TRENTON (May 10, 2018) – New Jersey voters continue to show strong support for new revenue sources to fix the state’s broken tax code and boost funding for important public investments, according to a new public opinion poll commissioned by New Jersey Policy Perspective (NJPP), an independent, non-partisan think-tank.
Robust, bipartisan voter support for raising taxes on the highest-income New Jerseyans and reinstating the estate tax has not wavered since the federal tax plan went into effect, and voters show broad support for closing tax loopholes on multistate corporations. As state budget negotiations on Governor Murphy’s new tax proposals are underway, the findings of this poll show that New Jerseyans favor making the tax code more progressive by having the state’s wealthiest individuals and corporations pay their fair share.
A millionaire’s tax proposal that was passed five times during the previous administration may be losing support among legislators, but not among voters. Seven out of ten likely voters in New Jersey support a new tax on incomes over $1 million. Since the new federal tax plan went into effect, New Jersey voters’ support for a millionaires tax remains strong.
“This polling demonstrates voters’ strong support for making the state and local tax system more equitable, especially after the recent changes to the federal tax code, which voters believe to be a handout to the rich and well-connected,” said Sheila Reynertson, Senior Policy Analyst at New Jersey Policy Perspective. “Most New Jerseyans want to see renewed investment in public education and transit infrastructure, and they want the state’s highest earners to chip in to help the state make the kind of investments that expand the middle class and help narrow the economic gap.”

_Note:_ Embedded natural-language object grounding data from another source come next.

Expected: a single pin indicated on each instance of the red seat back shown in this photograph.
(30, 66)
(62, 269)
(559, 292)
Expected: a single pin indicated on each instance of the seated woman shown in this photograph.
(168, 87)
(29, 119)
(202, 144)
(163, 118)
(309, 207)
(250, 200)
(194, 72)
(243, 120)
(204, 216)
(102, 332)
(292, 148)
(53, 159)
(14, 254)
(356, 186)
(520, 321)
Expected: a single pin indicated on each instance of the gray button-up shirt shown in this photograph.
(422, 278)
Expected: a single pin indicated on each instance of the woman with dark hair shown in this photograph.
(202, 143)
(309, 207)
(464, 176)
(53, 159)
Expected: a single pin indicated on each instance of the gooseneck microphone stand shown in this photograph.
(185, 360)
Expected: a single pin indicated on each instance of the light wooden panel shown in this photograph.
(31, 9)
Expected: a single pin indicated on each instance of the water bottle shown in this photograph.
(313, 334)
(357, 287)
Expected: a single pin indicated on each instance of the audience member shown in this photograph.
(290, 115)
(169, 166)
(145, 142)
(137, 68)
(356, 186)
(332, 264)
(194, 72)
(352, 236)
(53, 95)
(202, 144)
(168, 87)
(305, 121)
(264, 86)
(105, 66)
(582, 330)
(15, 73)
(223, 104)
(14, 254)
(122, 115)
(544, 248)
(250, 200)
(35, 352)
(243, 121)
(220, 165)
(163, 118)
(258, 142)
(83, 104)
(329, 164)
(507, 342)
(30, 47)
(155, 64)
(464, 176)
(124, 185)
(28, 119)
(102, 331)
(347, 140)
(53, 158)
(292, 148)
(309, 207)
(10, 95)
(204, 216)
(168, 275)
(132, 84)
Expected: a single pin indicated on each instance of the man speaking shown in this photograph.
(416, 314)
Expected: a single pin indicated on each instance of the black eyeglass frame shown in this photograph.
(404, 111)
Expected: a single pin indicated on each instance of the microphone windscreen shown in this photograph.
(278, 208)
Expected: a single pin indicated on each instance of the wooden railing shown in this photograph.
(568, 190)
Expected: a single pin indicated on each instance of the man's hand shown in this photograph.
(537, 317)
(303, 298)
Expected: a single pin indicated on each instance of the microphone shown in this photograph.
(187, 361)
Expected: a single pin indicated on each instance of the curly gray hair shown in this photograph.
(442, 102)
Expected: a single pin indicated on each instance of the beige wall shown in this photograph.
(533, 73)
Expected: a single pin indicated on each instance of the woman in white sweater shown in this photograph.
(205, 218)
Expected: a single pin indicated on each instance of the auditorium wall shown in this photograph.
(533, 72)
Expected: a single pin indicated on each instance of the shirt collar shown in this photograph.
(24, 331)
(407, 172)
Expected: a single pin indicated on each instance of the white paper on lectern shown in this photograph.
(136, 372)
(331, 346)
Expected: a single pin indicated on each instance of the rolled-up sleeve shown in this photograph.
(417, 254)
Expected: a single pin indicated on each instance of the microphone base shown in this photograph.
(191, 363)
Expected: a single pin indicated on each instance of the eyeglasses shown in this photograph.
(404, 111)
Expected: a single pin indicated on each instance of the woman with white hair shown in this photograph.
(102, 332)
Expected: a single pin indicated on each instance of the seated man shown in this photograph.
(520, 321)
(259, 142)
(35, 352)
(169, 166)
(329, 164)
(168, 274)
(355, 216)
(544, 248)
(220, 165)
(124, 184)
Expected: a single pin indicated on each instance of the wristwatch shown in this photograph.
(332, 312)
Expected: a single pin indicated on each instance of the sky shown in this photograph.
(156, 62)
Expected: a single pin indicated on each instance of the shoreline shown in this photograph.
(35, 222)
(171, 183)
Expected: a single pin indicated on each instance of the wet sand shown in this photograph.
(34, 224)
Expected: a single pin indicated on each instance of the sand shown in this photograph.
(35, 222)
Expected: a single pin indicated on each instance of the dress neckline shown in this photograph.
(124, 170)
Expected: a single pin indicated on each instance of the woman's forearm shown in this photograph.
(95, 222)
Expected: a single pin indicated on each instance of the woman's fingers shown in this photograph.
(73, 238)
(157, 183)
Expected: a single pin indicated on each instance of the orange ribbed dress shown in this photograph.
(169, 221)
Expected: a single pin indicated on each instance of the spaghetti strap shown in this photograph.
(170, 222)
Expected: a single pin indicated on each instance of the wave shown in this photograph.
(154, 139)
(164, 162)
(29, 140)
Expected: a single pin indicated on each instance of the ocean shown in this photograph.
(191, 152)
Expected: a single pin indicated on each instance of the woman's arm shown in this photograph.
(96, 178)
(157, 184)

The poll, which follows a similar poll NJPP commissioned in the fall, shows that the new federal tax law hasn’t changed New Jerseyans’ mind about the need for tax increases to help get New Jersey back on track.

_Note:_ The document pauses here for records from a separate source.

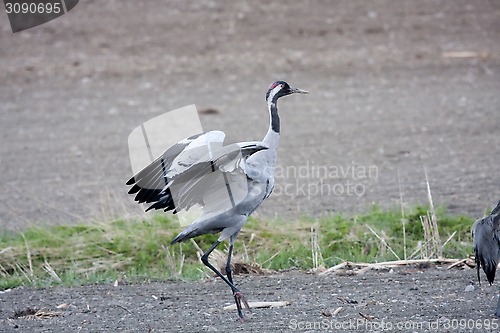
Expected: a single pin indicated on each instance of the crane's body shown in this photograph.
(486, 238)
(185, 175)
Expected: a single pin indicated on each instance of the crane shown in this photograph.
(486, 238)
(185, 175)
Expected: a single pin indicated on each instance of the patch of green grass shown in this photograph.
(137, 249)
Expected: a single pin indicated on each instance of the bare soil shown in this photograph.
(398, 86)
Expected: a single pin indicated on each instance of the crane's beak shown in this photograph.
(298, 91)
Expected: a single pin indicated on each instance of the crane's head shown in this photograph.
(281, 88)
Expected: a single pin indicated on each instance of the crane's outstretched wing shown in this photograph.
(191, 172)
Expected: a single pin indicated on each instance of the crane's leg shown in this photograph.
(237, 294)
(238, 297)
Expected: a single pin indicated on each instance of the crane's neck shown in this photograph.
(272, 137)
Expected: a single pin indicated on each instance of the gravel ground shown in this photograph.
(395, 86)
(402, 300)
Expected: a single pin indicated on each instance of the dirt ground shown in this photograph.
(395, 86)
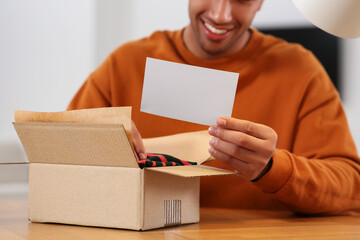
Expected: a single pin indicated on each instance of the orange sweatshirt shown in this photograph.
(315, 166)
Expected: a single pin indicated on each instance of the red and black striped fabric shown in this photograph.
(162, 160)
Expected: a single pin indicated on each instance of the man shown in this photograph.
(288, 137)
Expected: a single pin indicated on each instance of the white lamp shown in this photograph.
(338, 17)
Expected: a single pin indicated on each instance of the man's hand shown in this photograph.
(138, 143)
(245, 146)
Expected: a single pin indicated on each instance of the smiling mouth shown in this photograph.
(215, 30)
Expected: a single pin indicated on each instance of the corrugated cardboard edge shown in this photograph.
(142, 200)
(190, 146)
(191, 171)
(110, 115)
(76, 143)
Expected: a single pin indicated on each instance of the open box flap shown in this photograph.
(191, 146)
(112, 115)
(191, 171)
(76, 143)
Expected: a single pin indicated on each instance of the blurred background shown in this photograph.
(48, 48)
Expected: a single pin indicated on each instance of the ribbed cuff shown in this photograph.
(278, 174)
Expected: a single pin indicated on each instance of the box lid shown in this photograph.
(191, 171)
(190, 146)
(76, 143)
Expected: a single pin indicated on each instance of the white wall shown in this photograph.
(48, 48)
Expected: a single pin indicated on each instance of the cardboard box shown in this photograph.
(87, 174)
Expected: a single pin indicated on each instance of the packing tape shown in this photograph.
(172, 212)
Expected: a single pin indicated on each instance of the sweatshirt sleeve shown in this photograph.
(96, 92)
(321, 174)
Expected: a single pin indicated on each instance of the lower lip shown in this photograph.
(214, 36)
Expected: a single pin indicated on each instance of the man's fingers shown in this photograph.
(238, 138)
(138, 143)
(233, 150)
(250, 128)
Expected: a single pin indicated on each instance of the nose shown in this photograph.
(220, 11)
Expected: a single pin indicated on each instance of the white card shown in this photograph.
(187, 93)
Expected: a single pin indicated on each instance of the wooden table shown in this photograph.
(214, 224)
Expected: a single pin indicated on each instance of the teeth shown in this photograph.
(215, 30)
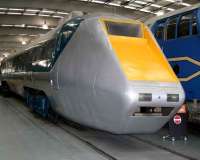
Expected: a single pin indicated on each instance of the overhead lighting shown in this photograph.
(97, 1)
(31, 26)
(145, 10)
(160, 13)
(170, 9)
(171, 1)
(48, 11)
(140, 2)
(6, 54)
(3, 8)
(7, 25)
(114, 4)
(156, 5)
(65, 13)
(58, 16)
(29, 14)
(32, 35)
(45, 26)
(16, 9)
(129, 7)
(24, 42)
(22, 34)
(32, 10)
(19, 25)
(185, 4)
(44, 15)
(14, 13)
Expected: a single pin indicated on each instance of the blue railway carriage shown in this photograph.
(178, 35)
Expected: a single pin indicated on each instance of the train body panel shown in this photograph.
(88, 85)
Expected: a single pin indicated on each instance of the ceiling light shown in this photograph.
(58, 16)
(14, 13)
(3, 8)
(185, 4)
(160, 13)
(170, 9)
(129, 7)
(44, 15)
(32, 10)
(65, 13)
(24, 42)
(145, 10)
(140, 2)
(16, 9)
(97, 1)
(6, 25)
(31, 26)
(48, 11)
(156, 5)
(45, 26)
(19, 25)
(29, 14)
(114, 4)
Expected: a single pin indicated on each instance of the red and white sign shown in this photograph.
(177, 119)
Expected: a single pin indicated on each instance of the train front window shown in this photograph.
(123, 29)
(171, 29)
(66, 34)
(194, 25)
(160, 31)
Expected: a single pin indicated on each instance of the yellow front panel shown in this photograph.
(141, 58)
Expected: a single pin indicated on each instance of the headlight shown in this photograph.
(172, 97)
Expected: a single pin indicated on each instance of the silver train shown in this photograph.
(105, 72)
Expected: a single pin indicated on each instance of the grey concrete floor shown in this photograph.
(24, 139)
(24, 136)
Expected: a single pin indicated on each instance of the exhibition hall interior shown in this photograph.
(99, 79)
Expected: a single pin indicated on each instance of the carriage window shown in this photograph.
(184, 25)
(194, 25)
(160, 31)
(171, 29)
(123, 29)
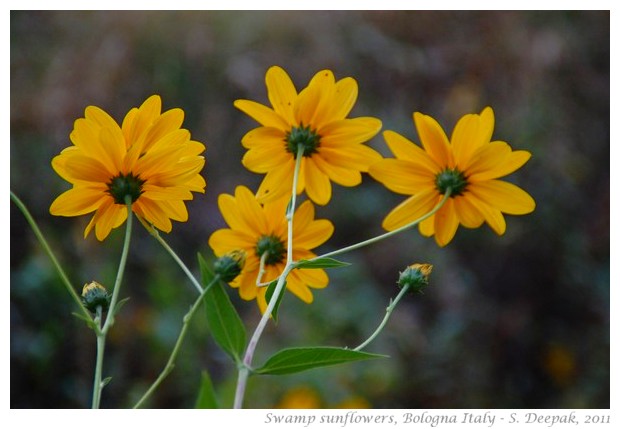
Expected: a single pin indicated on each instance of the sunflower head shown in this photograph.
(229, 266)
(148, 161)
(95, 295)
(469, 165)
(415, 277)
(260, 230)
(315, 123)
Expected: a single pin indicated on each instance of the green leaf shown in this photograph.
(289, 361)
(205, 271)
(320, 263)
(206, 394)
(224, 322)
(270, 290)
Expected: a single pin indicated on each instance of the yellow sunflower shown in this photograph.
(469, 164)
(315, 120)
(150, 158)
(262, 228)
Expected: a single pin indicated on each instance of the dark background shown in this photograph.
(519, 321)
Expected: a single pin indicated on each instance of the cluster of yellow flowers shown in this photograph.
(151, 163)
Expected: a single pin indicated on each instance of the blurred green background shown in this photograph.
(519, 321)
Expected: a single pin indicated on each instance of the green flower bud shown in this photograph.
(229, 266)
(94, 295)
(415, 277)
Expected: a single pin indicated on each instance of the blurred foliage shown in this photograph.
(520, 321)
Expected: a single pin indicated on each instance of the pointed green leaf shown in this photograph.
(206, 394)
(224, 322)
(289, 361)
(320, 263)
(205, 271)
(270, 290)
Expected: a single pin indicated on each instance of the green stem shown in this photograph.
(109, 321)
(244, 370)
(101, 335)
(155, 233)
(390, 233)
(261, 270)
(50, 253)
(99, 361)
(177, 347)
(388, 312)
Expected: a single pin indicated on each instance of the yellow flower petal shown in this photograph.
(346, 132)
(159, 193)
(263, 136)
(411, 209)
(85, 168)
(344, 98)
(142, 119)
(357, 157)
(318, 186)
(433, 139)
(486, 158)
(492, 216)
(463, 139)
(509, 164)
(467, 213)
(153, 213)
(315, 101)
(109, 215)
(163, 125)
(342, 176)
(316, 119)
(262, 114)
(282, 93)
(504, 196)
(78, 201)
(278, 183)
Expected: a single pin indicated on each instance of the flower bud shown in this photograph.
(94, 295)
(415, 277)
(229, 266)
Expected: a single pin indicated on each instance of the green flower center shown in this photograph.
(273, 246)
(122, 186)
(302, 137)
(453, 179)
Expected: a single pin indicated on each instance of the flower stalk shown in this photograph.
(98, 384)
(61, 272)
(177, 346)
(244, 370)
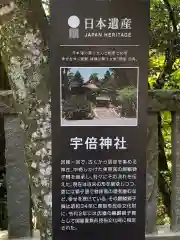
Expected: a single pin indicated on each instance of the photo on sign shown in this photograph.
(99, 96)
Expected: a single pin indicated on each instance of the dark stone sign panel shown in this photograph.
(99, 92)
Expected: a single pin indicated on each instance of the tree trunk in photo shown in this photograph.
(24, 52)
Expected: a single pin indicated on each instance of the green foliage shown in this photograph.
(127, 98)
(77, 108)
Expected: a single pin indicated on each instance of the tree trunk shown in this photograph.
(24, 55)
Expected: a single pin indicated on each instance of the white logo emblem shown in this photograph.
(73, 23)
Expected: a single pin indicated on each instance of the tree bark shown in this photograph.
(24, 53)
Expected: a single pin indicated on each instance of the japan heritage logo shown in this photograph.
(73, 23)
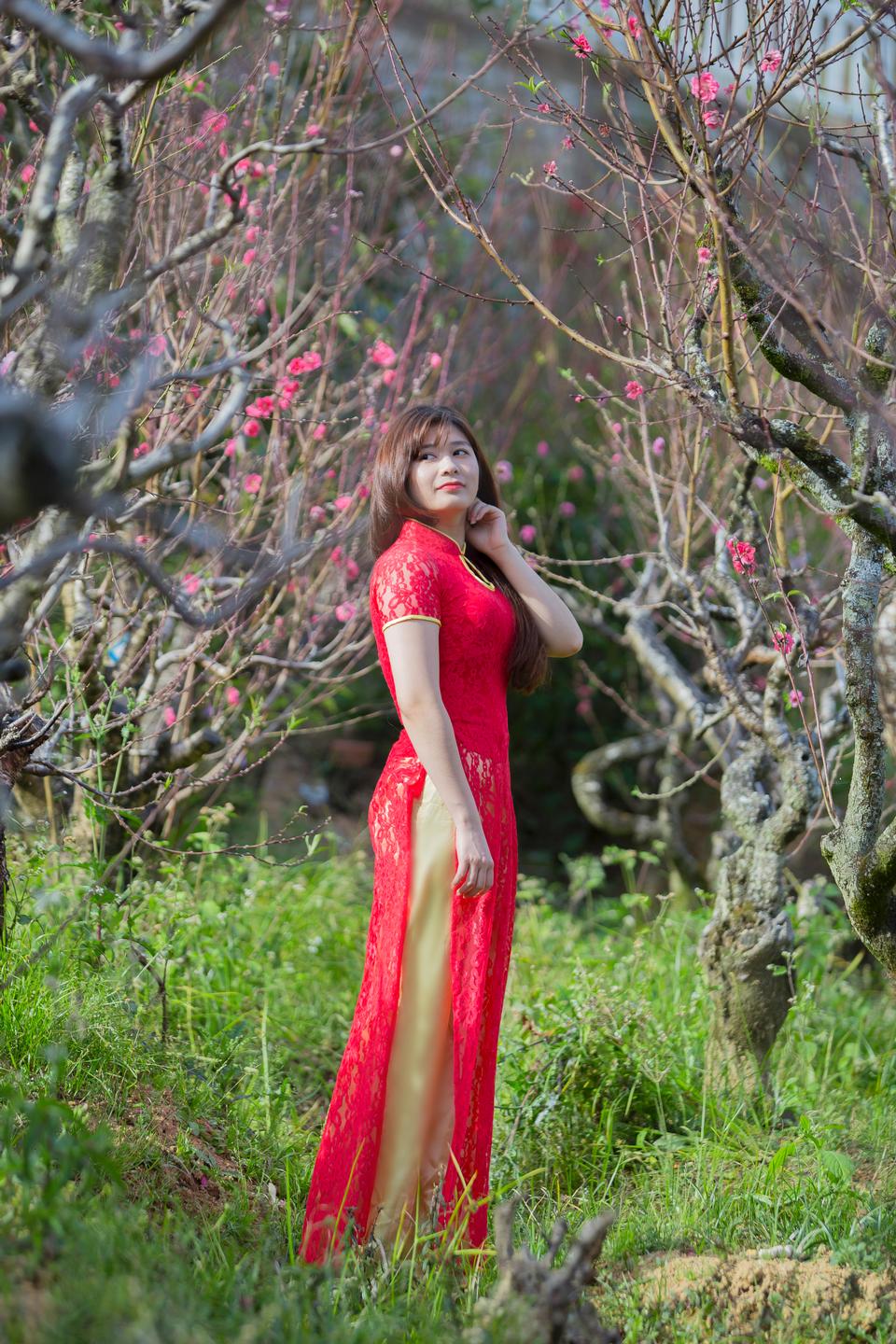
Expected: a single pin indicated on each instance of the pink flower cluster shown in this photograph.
(704, 88)
(305, 363)
(382, 354)
(743, 555)
(782, 641)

“Across the country, including in New Jersey, wealthy individuals and corporations have used their lobbying power to skirt paying their fair share,” said Michael Leachman, Director of State Fiscal Research at the Center on Budget and Policy Priorities. “This poll shows that most New Jersey voters support having the wealthy pay their fair share and see bold tax reform as an opportunity for the state to re-invest in great schools, healthy communities, and an economy that works for everyone, not just those at the top. Research and the experiences of other states show that this is a smart strategy to grow the economy, and there is no better time than now, given the extraordinary windfall the wealthy and corporations received from the recent federal tax changes.”
Some of the key findings include:
- Seven in ten New Jersey voters (70 percent) support raising the income tax rate on households making $1 million or more a year – including 69 percent of independents and 51 percent of Republicans. The poll also found similar, bipartisan support (67 percent) for raising income taxes on the top 5 percent of households.
- 49 percent of New Jersey voters say they would be more likely to support their state representative if they supported raising taxes on millionaires, while only 20 percent say they are less likely to do so.
- Over two-thirds of New Jersey voters (69 percent) support closing tax loopholes used by multistate corporations, including 71 percent of independents and 61 percent of Republicans.
- A majority of voters (61 percent) support restoring the New Jersey’s estate tax on heirs inheriting $1 million or more.
- New Jersey voters also strongly support a 3 percent surcharge on businesses with more than $1 million in net income (by a 26-point margin) and rolling back the recent reduction in the state sales tax (by a 13-point margin).
- Voters oppose the new federal tax law by a margin of 14 points, with a clear majority (59 percent) believing it will mostly help the wealthy and corporations.
The poll of 600 likely 2021 New Jersey voters, conducted by Anzalone Liszt Grove Research, was conducted April 25-30 using professional interviewers.